Spielkarte

Neustädter Fundstücke

Spielkarte

91 x 59 x 0,2 mm
Pappe/ Harzfolie
Fundort: Leipzig, Eisenbahnstraße 63
gefunden am: 17.04.2012

Spielkarten stehen für Geselligkeit, Unterhaltung und auch Müßiggang. Doch gerade in der Leipziger Neustadt sind sie ebenso Zeichen kultureller Identität für manchen Fremden. Da bleibt die Gefahr des Glücksspiel nicht fern…

Das Spiel um das neue Glück in Deutschland 

Zunächst mag der Fund einer alten Spielkarte auf dem Bürgersteig einer der geschäftigsten Straßen Leipzigs, der Eisenbahnstraße, verwundern, doch schaut man sich den Fundort genauer an, stellt man fest wie repräsentativ diese eine Karte für den Stadtteil in Wahrheit ist. An ihrem Platz zwischen Spielcenter und türkischem Frühstückshaus überrascht die Karte kaum mehr. Ganz im Gegenteil scheint sie dort in ihrer „natürlichen Umgebung“, in alltäglichem Gebrauch zu sein.

Am Fundort: Zwischen Spielcenter und Frühstückshaus

Was man hier als Frühstückshaus findet, ist allgemein auch als türkisches Kaffee- oder Teehaus bekannt. Im Zuge der Einwanderungen aus der Türkei in die BRD entstanden in den 80er Jahren viele Teehäuser nach dem Vorbild der „Kahvehane“, den typischen Dorf- oder Stadtteilcafés. Diese fanden in den 90er Jahren auch Einzug in die Neuen Bundesländer, vor allem in Sachsen.

Namensgebend für diese Lokalitäten ist ganz klar das am meisten konsumierte Getränk: der Tee. Aber in Wirklichkeit ist der „Cay“, den man für einen Euro erwerben kann, nicht der Grund, weswegen Mann das Teehaus aufsucht. Vielmehr geht es um den Ort als solchen: Er ist sozialer Treffpunkt, kulturelle Heimat und damit Identitätsstiftung für die mittlerweile zweite oder dritte Generation türkischer Einwanderen, an dem sie besondere Solidarität und gegenseitige Hilfe finden.

Laut dem Sozialwissenschaftler Raul Ceylan ist ein arbeitsloser Teestubengast, der nichts konsumiert, genauso gern gesehen wie ein zahlender Kunde, denn für ihn liegt im Teehaus- Besuch die Möglichkeit familiären Stress abzubauen, sozialem Druck zu entfliehen und damit eine angenehme Abwechslung zum Alltag zu finden.

Der karge Einrichtungsstil der Teehäuser hat Wiedererkennungswert: Gefliester Boden, schmale Theke und viele kleine Tische mit Stühlen, alle zentral im Raum.

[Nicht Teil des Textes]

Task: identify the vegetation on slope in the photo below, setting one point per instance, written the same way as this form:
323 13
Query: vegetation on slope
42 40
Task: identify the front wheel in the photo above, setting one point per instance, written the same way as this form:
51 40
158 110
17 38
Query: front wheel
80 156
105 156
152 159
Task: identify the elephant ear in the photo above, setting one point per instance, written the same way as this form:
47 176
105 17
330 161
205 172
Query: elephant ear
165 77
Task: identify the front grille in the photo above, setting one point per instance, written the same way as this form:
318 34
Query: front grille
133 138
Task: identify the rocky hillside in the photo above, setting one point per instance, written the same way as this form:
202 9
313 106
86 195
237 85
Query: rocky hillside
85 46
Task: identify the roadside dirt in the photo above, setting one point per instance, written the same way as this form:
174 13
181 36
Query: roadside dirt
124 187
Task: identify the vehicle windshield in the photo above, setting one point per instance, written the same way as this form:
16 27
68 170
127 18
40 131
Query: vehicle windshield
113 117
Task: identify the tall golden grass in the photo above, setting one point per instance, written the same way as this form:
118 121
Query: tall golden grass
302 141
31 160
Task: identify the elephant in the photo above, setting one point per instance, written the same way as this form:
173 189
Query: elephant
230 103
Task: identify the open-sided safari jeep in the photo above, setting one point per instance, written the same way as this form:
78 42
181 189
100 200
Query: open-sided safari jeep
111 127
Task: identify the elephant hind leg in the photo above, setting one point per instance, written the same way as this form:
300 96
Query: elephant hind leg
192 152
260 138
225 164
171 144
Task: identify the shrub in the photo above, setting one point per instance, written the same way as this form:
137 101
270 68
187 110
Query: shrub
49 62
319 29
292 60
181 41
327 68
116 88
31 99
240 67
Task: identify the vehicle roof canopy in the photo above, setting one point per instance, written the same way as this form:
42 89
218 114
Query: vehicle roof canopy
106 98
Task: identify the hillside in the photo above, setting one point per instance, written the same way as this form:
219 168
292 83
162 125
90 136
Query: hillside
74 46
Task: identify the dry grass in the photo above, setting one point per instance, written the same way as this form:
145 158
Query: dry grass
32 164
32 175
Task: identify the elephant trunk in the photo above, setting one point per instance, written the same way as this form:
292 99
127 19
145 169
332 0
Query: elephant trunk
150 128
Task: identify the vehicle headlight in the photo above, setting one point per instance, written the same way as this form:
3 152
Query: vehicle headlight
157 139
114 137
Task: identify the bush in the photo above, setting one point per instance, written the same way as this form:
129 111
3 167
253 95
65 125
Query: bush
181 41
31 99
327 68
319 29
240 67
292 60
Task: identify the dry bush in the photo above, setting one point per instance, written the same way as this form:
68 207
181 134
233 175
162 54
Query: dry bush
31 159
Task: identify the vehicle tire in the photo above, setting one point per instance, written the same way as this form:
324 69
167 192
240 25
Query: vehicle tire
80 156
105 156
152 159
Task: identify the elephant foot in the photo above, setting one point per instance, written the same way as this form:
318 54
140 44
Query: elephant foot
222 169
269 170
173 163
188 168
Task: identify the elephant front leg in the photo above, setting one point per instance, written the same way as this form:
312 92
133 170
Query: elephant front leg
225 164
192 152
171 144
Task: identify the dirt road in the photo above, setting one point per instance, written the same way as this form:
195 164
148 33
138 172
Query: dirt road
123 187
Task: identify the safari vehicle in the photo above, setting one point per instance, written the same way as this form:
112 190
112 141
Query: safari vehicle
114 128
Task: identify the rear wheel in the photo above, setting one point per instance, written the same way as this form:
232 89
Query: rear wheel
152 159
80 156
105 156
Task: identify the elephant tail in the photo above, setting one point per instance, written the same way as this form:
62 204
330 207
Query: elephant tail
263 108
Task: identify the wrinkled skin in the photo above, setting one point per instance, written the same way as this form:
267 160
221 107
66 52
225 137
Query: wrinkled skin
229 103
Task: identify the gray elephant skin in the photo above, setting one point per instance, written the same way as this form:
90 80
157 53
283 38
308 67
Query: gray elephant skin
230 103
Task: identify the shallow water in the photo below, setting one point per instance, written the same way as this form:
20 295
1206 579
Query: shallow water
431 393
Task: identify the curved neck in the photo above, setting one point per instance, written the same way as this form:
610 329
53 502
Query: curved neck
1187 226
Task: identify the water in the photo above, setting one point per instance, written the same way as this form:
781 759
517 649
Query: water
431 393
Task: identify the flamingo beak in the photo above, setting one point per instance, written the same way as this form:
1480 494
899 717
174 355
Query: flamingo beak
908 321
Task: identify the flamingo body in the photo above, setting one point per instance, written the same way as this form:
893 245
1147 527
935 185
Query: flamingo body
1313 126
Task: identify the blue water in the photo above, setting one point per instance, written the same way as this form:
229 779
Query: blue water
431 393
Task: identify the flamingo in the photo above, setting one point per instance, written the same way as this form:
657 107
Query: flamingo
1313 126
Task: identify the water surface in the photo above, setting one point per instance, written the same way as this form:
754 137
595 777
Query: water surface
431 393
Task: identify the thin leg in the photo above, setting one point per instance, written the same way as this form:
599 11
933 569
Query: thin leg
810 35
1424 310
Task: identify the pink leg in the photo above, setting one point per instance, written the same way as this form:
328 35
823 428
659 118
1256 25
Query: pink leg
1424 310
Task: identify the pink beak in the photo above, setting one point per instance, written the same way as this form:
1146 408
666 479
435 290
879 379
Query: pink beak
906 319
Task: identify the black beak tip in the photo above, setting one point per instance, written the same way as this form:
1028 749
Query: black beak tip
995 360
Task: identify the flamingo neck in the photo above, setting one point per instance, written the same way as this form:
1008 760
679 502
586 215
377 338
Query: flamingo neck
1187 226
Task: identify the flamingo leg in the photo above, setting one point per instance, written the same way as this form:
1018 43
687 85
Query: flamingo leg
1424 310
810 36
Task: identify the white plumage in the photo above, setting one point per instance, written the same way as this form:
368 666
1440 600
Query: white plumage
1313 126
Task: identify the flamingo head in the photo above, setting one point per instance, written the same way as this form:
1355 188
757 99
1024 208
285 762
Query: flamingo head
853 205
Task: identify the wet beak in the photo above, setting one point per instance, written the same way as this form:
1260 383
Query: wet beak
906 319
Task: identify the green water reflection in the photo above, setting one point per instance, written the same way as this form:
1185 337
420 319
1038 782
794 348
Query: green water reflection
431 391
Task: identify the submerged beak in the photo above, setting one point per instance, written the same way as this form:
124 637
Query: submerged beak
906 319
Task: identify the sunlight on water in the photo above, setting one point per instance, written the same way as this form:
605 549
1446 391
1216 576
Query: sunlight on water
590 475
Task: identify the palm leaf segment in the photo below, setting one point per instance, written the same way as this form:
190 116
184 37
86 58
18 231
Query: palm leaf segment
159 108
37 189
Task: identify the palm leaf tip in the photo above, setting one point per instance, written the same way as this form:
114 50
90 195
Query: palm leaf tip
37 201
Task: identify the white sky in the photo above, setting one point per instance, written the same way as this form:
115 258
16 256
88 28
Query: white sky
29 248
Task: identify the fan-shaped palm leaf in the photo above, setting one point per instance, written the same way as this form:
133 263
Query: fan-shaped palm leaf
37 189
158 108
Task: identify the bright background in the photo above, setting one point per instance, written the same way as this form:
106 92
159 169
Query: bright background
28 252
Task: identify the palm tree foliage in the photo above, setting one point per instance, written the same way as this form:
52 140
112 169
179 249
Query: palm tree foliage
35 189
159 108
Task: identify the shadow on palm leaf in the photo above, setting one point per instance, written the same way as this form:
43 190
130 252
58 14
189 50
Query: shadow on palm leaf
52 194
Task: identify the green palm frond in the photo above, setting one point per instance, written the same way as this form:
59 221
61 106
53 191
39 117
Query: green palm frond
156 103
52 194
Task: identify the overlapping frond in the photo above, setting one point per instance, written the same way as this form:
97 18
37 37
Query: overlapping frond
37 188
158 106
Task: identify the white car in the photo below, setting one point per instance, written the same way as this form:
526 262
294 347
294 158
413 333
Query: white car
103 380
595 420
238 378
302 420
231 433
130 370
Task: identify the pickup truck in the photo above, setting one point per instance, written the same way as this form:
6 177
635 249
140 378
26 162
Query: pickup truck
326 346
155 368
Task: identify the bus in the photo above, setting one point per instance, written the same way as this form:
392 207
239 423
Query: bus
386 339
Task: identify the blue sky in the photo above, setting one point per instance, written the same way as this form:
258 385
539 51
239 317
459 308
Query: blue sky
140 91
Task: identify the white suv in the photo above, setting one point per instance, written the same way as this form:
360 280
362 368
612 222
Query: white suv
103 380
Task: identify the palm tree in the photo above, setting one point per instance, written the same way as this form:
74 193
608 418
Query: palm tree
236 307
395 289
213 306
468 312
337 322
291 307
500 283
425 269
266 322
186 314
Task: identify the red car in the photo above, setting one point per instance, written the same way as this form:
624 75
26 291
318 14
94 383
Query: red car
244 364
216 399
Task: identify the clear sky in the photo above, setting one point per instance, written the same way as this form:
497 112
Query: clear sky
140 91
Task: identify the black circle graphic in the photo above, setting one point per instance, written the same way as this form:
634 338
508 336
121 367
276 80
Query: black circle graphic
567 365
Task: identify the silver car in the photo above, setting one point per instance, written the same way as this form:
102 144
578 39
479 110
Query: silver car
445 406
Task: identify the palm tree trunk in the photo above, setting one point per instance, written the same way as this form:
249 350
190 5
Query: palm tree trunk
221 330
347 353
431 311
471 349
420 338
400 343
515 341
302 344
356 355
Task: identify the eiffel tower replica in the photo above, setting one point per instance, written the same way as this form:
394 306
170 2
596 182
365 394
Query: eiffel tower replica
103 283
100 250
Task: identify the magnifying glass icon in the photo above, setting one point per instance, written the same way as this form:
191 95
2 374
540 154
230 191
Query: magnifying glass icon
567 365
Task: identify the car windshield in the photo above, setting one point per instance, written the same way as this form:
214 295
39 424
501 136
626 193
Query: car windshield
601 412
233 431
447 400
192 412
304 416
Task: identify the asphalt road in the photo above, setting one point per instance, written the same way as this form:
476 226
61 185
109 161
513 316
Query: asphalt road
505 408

Auch moderne Technik in Form von groflformatigen Fernsehbildschirmen hat Einzug gehalten, doch die Bindung zum Kartenspiel bleibt weiterhin bestehen.

Denn am Abend zeigt sich vielerrorts das andere Gesicht der Teehäuser: Hinter verschlossenen Fensterläden wird im Rauchnebel bis in die frühen Morgenstunden illegal gezockt. Die Integrationsbeauftragte Cemil Sahinöz kennt das Leid vieler türkischer Frauen, die in ihrer Familienberatungsstelle über die Abwesenheit ihrer Männer klagen. Laut Sahinöz geben über ein Viertel der Frauen, die eine Scheidung wünschen, an, dass ihre Männer täglich in Teehäusern sind und hohe Spielschulden haben.

Auch einige Eltern haben Grund zur Sorge: Verstärkt fallen nun Jugendliche  der Spielsucht zum Opfer. Die Gefahr wird oftmals nicht ernst genommen oder unterschätzt, da viele Jugendliche durch die Spielaktivitäten des Vaters sozialisiert wurden, so Sahinöz. Zwar trifft sich die Jugend akuell nicht mehr in Teehäusern, dafür aber immer mehr im Internet bei Oddset und Poker.

Vielleicht sollte man die Glückssuche auflerhalb der Teehäuser beginnen…

Quellen
Sahinöz, Cemil (16.08.2011): Als türkische Cafés getarnte illegale Glücksspielorte, Deutsch-Türkische Nachrichten.
Seibold, Michael (22.02.2005): Türken in Frankfurt: Geschlossene Gesellschaft bei Tee und Kartenspiel, FAZ.